If AB= BC, \(\angle{BCA}\) = \(\angle{BAC}\) = \(30^\circ\)
(Since, Angles opposite to equal sides in a traingle are equal)

Now,
\(\angle{ECD}\) = \(\angle{BCD}\) - \(\angle{BCA}\) = \(80^\circ\) - \(30^\circ\)
(Given \(\angle{BCD}\) = \(80^\circ\) and \(\angle{BCA}\) = \(30^\circ\))

\(\Rightarrow \) \(\angle{ECD}\) = \(30^\circ\)
\(\therefore \) \(\angle{EDC}\) = \(30^\circ\)

Q7 ) If diagonals of a cyclic quadrilateral are diameters of the circle through the vertices of the quadrilateral, prove that it is a rectangle.

Answer :

Given:
Diagonals NP and QM of a cyclic quadrilateral are diameters of the circle through the vertices M, P, Q and N of the quadrilateral NQPM.



To prove: Quadrilateral NQPM is a rectangle.

Proof:
ON = OP = OQ = OM ...(Radii of circle)

Now, ON = OP = (\(\frac{1}{2} \) ) NP
and OM = OQ = (\(\frac{1}{2} \) ) MQ
\(\therefore \) NP = MQ

Hence, the diagonals MPQN are equal and bisect each other.

Hence, it is proved that quadrilateral NQPM is a rectangle.

Q8 ) If the non-parallel sides of a trapezium are equal, prove that it is cyclic.

Answer :

Given:
Non-parallel sides PS and QR of a trapezium PQRS are equal.

Construction:
Draw \(SM\perp{PQ}\) and \(RN\perp{PQ}\).

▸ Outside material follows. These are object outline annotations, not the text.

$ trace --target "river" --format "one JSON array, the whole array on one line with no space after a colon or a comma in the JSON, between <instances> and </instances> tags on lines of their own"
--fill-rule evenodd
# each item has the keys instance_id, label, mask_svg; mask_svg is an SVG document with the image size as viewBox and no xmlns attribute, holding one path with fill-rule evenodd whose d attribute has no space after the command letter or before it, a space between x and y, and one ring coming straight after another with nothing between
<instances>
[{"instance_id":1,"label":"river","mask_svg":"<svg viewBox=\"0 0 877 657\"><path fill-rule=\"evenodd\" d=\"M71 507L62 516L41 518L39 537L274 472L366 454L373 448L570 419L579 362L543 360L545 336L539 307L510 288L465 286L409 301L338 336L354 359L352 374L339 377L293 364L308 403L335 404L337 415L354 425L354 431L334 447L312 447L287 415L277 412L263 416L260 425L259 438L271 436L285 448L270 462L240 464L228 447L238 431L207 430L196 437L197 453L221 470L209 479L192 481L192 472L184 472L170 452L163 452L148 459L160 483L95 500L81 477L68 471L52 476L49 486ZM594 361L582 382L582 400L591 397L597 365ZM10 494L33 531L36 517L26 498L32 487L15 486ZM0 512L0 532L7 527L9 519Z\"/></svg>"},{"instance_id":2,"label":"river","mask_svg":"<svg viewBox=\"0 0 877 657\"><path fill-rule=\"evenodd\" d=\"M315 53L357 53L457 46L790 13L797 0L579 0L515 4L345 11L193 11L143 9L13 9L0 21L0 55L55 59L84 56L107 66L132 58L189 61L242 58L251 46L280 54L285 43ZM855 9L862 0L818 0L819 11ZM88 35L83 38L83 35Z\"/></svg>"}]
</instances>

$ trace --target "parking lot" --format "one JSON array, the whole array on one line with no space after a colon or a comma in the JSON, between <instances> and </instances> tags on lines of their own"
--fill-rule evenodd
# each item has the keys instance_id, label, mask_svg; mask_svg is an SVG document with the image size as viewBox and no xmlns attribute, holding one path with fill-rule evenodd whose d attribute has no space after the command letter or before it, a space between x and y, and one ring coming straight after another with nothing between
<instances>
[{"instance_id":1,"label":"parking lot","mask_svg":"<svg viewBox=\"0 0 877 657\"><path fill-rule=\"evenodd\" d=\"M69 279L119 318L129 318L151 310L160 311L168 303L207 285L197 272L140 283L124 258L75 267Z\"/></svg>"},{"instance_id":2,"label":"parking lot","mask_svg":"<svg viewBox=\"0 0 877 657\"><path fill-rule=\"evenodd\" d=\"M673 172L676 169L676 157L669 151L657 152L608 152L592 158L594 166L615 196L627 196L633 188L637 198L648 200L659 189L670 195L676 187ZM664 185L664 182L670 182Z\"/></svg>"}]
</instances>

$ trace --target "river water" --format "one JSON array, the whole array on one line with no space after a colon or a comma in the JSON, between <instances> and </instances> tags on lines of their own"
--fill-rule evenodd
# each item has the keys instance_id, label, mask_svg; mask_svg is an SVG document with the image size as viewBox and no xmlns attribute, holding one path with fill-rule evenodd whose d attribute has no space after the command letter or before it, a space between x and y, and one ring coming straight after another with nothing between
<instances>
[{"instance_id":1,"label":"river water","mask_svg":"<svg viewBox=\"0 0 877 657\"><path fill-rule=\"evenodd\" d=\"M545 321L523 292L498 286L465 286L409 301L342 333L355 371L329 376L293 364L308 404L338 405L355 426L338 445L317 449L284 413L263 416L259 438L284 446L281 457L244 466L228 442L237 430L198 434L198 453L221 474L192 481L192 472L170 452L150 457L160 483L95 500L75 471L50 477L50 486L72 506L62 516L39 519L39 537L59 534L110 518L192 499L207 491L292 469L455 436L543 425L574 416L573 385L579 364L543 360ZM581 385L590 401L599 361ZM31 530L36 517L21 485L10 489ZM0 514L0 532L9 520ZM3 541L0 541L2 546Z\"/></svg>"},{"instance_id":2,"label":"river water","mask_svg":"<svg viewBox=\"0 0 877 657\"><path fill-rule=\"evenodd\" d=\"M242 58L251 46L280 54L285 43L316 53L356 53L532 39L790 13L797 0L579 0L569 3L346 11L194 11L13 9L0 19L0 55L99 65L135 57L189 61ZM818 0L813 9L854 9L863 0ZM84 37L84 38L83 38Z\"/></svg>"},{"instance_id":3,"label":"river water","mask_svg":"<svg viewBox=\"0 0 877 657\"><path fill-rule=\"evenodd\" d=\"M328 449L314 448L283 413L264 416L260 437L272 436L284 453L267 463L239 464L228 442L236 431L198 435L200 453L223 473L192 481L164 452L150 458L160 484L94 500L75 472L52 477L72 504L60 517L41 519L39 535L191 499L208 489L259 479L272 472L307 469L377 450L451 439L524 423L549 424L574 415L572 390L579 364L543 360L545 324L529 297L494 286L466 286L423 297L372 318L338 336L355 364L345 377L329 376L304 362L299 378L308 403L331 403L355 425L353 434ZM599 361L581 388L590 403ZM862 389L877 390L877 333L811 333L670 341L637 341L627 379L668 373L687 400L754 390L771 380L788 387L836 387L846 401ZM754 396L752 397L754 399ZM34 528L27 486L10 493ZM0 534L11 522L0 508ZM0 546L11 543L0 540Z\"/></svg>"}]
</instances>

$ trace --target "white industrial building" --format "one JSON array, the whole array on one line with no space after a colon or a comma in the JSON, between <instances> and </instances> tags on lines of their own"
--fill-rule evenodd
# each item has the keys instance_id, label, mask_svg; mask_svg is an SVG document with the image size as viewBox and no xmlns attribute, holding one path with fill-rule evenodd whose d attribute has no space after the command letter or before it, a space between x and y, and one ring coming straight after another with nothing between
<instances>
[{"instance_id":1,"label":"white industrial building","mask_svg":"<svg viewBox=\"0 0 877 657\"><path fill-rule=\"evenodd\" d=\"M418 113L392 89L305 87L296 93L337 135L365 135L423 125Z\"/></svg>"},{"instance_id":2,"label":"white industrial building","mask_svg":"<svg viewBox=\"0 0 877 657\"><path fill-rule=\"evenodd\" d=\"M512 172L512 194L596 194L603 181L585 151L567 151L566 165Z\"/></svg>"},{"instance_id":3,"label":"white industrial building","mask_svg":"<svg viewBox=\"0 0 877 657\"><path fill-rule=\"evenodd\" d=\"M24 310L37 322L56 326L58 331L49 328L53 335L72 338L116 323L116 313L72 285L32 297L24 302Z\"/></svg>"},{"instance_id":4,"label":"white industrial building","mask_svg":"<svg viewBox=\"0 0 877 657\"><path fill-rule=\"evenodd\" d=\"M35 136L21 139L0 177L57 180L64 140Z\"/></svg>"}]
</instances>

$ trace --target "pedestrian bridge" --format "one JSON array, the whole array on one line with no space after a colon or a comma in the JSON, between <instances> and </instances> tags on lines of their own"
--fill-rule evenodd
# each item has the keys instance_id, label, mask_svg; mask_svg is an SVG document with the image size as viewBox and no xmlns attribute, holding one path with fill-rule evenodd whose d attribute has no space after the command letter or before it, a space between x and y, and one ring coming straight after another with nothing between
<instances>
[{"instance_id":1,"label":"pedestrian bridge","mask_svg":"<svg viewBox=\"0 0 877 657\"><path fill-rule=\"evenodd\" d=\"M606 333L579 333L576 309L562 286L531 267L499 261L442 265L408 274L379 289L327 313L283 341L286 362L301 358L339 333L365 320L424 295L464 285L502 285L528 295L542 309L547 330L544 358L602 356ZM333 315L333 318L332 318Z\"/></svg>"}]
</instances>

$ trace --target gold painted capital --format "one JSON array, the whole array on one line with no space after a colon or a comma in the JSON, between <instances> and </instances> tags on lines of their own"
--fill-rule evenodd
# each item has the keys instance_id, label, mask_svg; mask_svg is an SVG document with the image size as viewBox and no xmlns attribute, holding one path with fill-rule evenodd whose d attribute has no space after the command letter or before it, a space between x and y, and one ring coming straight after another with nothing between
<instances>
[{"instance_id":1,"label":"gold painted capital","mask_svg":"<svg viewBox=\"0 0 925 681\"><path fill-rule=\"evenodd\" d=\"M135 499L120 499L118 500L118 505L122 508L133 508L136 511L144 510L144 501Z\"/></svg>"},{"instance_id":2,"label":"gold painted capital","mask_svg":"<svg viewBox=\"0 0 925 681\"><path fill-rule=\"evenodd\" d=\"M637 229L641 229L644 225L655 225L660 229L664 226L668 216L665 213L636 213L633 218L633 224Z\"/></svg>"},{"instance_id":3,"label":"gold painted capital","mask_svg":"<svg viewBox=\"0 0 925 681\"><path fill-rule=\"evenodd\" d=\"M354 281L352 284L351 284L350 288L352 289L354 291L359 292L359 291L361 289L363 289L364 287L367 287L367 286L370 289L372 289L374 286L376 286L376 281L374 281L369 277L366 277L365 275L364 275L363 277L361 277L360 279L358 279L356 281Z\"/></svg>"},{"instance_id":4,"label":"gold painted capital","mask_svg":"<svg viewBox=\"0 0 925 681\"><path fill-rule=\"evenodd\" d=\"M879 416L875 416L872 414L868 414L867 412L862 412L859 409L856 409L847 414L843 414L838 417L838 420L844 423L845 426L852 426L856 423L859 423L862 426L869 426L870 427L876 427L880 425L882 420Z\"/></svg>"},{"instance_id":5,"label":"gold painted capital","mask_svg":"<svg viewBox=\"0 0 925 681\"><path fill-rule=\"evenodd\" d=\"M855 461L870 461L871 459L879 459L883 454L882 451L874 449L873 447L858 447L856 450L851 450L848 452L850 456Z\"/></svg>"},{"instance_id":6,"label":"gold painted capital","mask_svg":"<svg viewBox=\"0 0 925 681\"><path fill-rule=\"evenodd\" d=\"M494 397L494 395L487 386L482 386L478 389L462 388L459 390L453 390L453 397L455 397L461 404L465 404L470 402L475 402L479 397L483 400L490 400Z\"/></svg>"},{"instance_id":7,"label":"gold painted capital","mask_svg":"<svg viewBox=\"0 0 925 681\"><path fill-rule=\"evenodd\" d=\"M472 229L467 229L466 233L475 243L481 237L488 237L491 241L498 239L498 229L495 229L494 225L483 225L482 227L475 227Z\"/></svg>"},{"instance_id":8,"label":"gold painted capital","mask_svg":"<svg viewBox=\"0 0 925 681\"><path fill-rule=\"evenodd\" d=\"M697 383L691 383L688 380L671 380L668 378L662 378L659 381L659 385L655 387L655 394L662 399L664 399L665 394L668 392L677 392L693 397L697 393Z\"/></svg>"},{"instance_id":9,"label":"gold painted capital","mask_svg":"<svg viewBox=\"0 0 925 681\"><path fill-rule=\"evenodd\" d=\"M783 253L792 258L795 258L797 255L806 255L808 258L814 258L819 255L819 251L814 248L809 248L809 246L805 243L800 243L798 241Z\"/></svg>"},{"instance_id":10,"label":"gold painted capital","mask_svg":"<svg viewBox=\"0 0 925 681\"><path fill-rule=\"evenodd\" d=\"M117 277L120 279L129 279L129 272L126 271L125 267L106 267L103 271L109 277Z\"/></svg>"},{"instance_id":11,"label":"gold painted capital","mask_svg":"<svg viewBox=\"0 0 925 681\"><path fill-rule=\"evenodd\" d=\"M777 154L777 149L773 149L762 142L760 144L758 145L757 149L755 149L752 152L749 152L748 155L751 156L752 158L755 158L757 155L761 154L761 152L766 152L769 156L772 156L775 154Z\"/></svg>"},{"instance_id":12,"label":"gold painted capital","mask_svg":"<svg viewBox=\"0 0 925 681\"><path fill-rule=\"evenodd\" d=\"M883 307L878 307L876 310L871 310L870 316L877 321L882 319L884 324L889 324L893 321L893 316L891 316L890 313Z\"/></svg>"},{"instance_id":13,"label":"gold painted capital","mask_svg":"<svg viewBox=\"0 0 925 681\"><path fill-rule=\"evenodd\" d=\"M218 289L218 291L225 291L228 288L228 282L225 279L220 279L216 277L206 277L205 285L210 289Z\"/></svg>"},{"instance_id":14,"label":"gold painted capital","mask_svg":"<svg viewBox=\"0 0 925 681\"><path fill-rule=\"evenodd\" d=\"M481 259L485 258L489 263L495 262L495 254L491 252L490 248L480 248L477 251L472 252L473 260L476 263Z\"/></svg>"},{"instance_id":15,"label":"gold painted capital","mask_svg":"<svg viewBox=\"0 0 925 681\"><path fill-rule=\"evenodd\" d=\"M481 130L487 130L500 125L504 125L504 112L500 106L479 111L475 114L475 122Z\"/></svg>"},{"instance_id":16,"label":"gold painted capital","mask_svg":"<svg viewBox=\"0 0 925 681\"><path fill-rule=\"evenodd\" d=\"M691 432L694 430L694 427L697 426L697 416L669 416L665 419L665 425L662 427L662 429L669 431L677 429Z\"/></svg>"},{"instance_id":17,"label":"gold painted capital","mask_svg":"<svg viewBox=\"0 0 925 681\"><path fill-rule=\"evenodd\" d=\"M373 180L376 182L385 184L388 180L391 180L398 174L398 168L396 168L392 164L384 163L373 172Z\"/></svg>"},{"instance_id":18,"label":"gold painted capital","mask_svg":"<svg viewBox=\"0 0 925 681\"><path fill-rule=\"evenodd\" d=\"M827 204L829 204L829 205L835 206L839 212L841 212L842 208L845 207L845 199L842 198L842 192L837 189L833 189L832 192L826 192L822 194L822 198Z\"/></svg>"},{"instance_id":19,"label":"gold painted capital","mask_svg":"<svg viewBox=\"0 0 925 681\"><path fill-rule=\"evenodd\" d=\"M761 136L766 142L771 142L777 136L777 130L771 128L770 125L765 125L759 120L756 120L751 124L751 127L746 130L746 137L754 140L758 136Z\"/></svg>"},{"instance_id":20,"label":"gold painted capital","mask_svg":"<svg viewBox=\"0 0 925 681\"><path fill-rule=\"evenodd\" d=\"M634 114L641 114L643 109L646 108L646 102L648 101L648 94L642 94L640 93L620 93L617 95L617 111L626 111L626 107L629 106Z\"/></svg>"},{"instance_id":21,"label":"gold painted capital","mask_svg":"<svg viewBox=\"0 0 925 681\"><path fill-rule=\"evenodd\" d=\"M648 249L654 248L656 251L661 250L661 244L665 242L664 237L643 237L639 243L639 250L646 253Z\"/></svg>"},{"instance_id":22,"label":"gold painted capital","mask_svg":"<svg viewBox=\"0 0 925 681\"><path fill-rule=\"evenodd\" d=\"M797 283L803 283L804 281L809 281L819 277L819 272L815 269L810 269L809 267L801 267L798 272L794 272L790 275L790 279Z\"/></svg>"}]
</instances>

To prove: ABCD is cyclic trapezium.

Proof:
In \(\triangle{SMP}\) and \(\triangle{RNQ}\), we have,

SP = RQ ...(Given)
SM = RN
(Distance between two parallel twolines is always equal)

and \(\angle{SMP}\) = \(\angle{RNQ}\)
(Each \(90^\circ\))
By RHS criterion, we get,

\(\triangle{SMP}\) \(\displaystyle \cong\) \(\triangle{RNQ}\)

Hence, \(\angle{P}\) = \(\angle{Q}\) ...(By CPCT)

Also, \(\angle{PSM}\) = \(\angle{QRN}\)

Now, adding \(90^\circ\) on both sides, we get,

\(\therefore \) \(\angle{PSM}\) + \(90^\circ\) = \(\angle{QRN}\) + \(90^\circ\)
\(\therefore \) \(\angle{MSR}\) + \(\angle{PSM}\) = \(\angle{NRS}\) + \(\angle{QRN}\)
(Since, \(\angle{MSR}\) = \(\angle{NRS}\) = \(90^\circ\))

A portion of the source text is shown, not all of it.